L’élection présidentielle en Turquie a lieu ce dimanche 14 mai et Kemal Kiliçdaroglu est le principal concurrent du chef de l’État sortant Recep Tayyip Erdogan.
Au mois de mars, l’alliance de six partis de l’opposition turque avait désigné Kemal Kiliçdaroglu, leader de sa principale formation Cumhuriyet Halk Partisi (CHP - Parti républicain du peuple, social-démocrate : ndlr), candidat pour affronter à la présidentielle de ce 14 mai le président sortant Recep Tayyip Erdogan, au pouvoir depuis vingt ans.
Aujourd’hui âgé de 74 ans, ce membre de la Grande Assemblée nationale turque a fait ses débuts dans la vie politique en 1999. À l’époque, Kemal Kiliçdaroglu avait soutenu le Parti démocratique de la gauche de Bülent Ecevit lors des élections municipales et législatives.
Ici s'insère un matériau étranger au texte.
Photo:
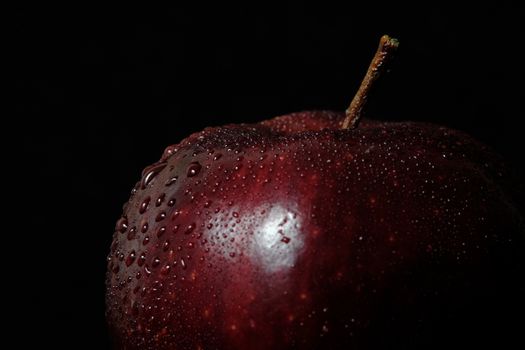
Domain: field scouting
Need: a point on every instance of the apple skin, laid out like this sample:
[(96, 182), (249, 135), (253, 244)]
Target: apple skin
[(294, 234)]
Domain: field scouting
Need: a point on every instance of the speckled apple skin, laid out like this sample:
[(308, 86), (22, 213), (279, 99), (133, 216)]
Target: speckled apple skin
[(294, 234)]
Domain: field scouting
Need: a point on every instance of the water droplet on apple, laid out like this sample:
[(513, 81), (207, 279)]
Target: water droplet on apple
[(194, 169), (161, 231), (150, 172), (165, 269), (161, 216), (190, 228), (171, 180), (122, 225), (160, 199), (142, 259), (144, 205), (131, 258), (131, 233)]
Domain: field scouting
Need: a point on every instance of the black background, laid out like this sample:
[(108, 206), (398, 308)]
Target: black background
[(100, 92)]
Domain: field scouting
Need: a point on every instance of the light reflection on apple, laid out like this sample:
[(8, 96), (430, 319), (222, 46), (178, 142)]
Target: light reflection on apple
[(278, 242)]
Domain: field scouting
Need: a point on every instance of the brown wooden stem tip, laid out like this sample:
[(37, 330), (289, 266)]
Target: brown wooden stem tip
[(387, 46)]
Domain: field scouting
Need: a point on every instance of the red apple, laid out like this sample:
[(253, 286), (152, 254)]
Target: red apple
[(302, 232)]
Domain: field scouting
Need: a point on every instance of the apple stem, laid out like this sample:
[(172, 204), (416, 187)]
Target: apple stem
[(387, 46)]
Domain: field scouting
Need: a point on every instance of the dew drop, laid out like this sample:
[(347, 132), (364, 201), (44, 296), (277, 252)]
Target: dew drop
[(131, 258), (171, 180), (131, 233), (150, 172), (161, 231), (135, 308), (142, 259), (161, 216), (160, 199), (190, 228), (194, 169), (144, 205), (122, 225), (165, 269)]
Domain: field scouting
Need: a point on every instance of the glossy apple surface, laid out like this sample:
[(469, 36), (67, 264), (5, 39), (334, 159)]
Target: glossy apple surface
[(294, 234)]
Toutefois, la formation politique ne l’a présenté dans aucune municipalité turque.
De ce fait, le natif de Nazimiye (nord-est de la Turquie) s’est alors tourné vers le Parti républicain du peuple, fondé par Mustafa Kemal Atatürk, lors des législatives du 3 novembre 2002 obtenant ainsi son premier mandat de député d’Istanbul et entrant pour la première fois au parlement turc.
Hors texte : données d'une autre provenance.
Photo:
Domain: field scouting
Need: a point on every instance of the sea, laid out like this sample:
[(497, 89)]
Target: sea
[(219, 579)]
C’est lors de son second mandat, obtenu le 22 juillet 2007, que Kemal Kiliçdaroglu s’est fait connaître auprès des Turcs. À compter de fin 2008, le septuagénaire s’en prend au parti présidentiel AKP dénonçant la corruption de ses membres. Un «bras de fer» qui s’est achevé par la démission de la vice-présidente de la formation «erdoganiste» Saban Disli, accusée par le député stambouliote d’avoir empoché un million d’euros dans une affaire de vente de terrain à Silivri, dans la province d’Istanbul.
Un soutien aux Kurdes et aux conservateurs
Depuis, Kemal Kiliçdaroglu a progressivement transformé la ligne du CHP laissant de côté la défense de la laïcité et de l’héritage nationaliste pour s’ouvrir aux groupes autrefois maintenus à l'écart, comme les Kurdes et les milieux conservateurs.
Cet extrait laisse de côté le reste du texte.